Marcio, de pronto, sintió que aquel cachorro era él mismo: herido de muerte, solo y perdido, con la única diferencia de que las heridas del animal se veían y las de él no, pero dolían igual, los dos sufrían por igual. El cachorro estaba a punto de morir y Marcio, el que no hablaba con nadie, el que no comía con nadie, el que no decía nada, lo tomó en sus manos y lo levantó del suelo con cuidado, con el mismo cuidado con el que cogía un arma nueva cuando la examinaba antes de decidir si se la quedaba o no bajo la atenta mirada de algún nervioso herrero del Ludus Magnus. Los ojos del cachorro emitían furia y miedo, pero Marcio sintió una paz extraña y lo llevó a su pecho. El animal le arañó y le hizo sangre, pero Marcio ni gimió ni lo separó de su pecho. Pronto el animal dejó de ofrecer resistencia, estaba demasiado exhausto. Marcio caminó con rapidez y, pasando por entre los hombres que salían hacia la arena, llegó hasta una pequeña sala donde un médico, a la luz de varias antorchas, cosía las heridas de un luchador poco afortunado en el combate. Marcio fue a hablar, pero las palabras estaban como escondidas; demasiado tiempo sin usarlas. El animal gimoteó entre sus brazos. Se estaba muriendo.

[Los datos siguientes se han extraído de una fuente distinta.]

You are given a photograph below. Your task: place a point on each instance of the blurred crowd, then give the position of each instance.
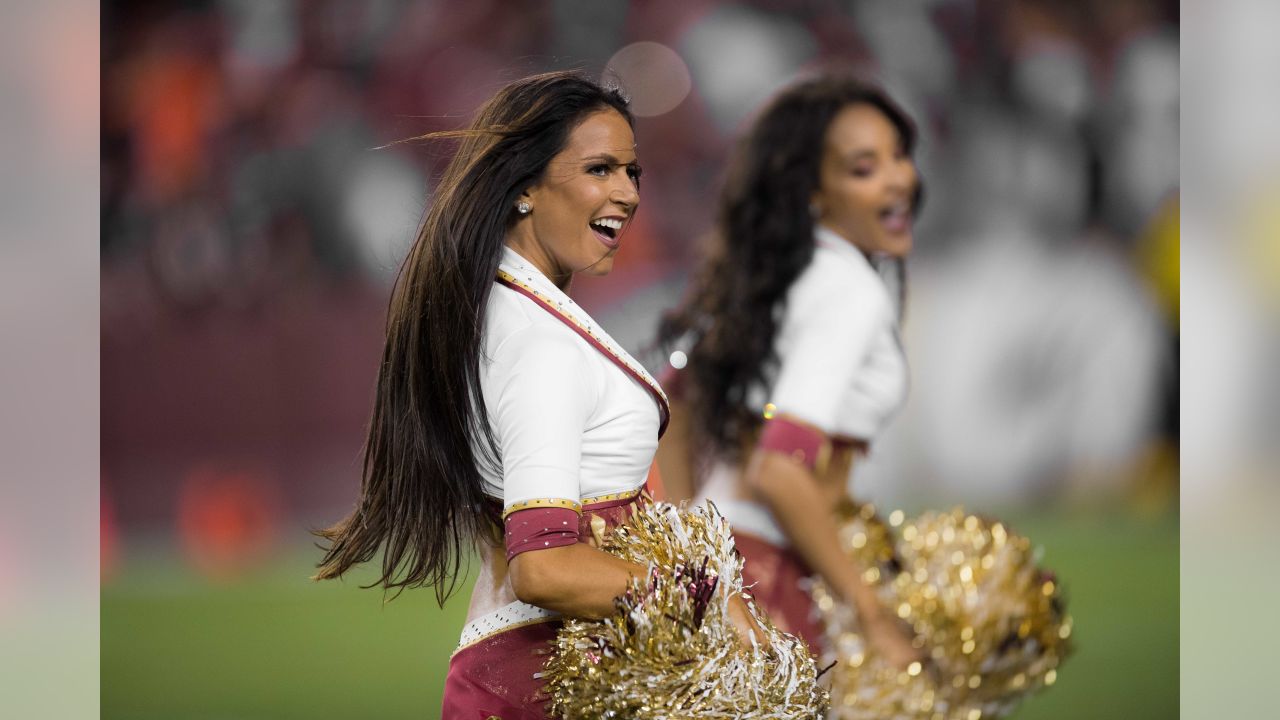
(254, 214)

—Quie-quie-quiero que le cures —dijo Marcio al fin, sorprendiéndose de que las palabras, de nuevo, brotaran de su boca.

El médico, como todos, sabía del largo silencio de Marcio y conocía lo mortífero que era aquel guerrero. Durante el último año le había cosido varias heridas muy dolorosas sin que aquel gladiador emitiera un solo sonido y ahora, sin embargo, estaba hablando. El médico aún no había terminado de coser al otro luchador, pero interpretó con agudeza que la petición de Marcio no era de las que se pudiera dejar sin atender de forma inmediata.

—Ahora terminaré contigo —dijo al otro gladiador y miró con atención al cachorro que sostenía Marcio—. Esas heridas son malas. Es muy pequeño. No llegará vivo al nuevo amanecer.

—Vivirá, si le coses, vivirá —respondió Marcio con una convicción que no dejaba margen a discusión alguna. El médico suspiró y se encogió de hombros. Muchos gladiadores le habían pedido favores en muchas ocasiones: que curara a un amigo, que fuera a ver a una mujer embarazada para «solucionar» el asunto, que les diera remedios contra un mareo o contra la fiebre o contra mil y un padecimientos. Esa era la primera vez que Marcio le pedía algo. Era algo absurdo y tenía miedo porque sabía que el cachorro iba a morir.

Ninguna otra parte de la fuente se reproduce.